La tercera es el nivel de exigencia metodológica que ESMA aplique en la práctica. Supervisar no es solo registrar; es preguntar, revisar, comparar y, llegado el caso, intervenir.
La cuarta es la reacción del mercado emisor. Algunas entidades pueden abrazar la etiqueta EuGB precisamente por esta mayor disciplina. Otras pueden concluir que prefieren mantener formatos de bono verde no EuGB con mayor flexibilidad y menor fricción operativa.
La quinta, quizá la más interesante, es si este modelo de supervisión de revisores externos termina irradiando hacia otras piezas del ecosistema ESG. Cuando un regulador descubre que el problema no era solo el producto sino también quien lo valida, rara vez se detiene en el primer experimento.
Durante años, las finanzas sostenibles convivieron con una paradoja elegante: cuanto más se hablaba de rigor, más dependían de opiniones privadas poco homogéneas.
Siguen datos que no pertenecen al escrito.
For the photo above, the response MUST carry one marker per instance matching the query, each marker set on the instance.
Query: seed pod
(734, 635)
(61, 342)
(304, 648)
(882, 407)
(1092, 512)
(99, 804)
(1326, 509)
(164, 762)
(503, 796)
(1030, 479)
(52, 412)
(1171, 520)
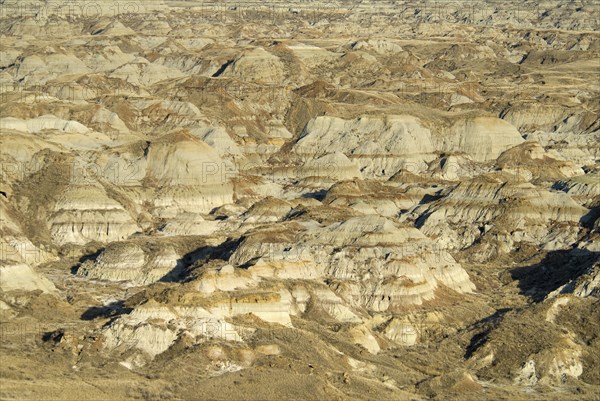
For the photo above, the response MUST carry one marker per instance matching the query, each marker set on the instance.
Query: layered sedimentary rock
(335, 201)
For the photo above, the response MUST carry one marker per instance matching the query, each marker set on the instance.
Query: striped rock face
(350, 200)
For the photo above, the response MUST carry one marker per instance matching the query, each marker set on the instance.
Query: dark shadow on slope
(486, 326)
(198, 257)
(222, 69)
(91, 256)
(555, 270)
(318, 195)
(110, 310)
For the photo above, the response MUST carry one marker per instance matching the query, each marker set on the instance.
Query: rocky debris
(362, 201)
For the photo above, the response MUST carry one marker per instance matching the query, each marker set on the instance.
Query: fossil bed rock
(341, 201)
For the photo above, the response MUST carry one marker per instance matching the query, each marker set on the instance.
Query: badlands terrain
(374, 200)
El registro de ESMA no resuelve por sí solo ese problema, pero sí corta una vía fácil de ambigüedad.
Desde el 22 de junio de 2026, en el universo EuGB, el revisor externo ya no es una figura difusa del mercado ESG. Es una entidad que debe estar autorizada, supervisada y visible en un registro público. Y quien estaba operando solo por la puerta transitoria debe dejar de hacerlo.
Para los emisores, la lección es bastante prosaica: revisa el registro antes de prometer fechas al mercado, prepara evidencia real de alineación con la Taxonomía y trata la revisión externa como una pieza regulatoria crítica, no como un trámite de branding sostenible.
Para los inversores, la lectura es ligeramente mejor: el sello EuGB gana algo de músculo institucional justo donde más lo necesitaba, en la validación independiente.
Para el mercado en general, la moraleja tiene menos glamour. La era del “verde, más o menos, ya nos entendemos” sigue perdiendo espacio. Y sinceramente, ya iba tocando.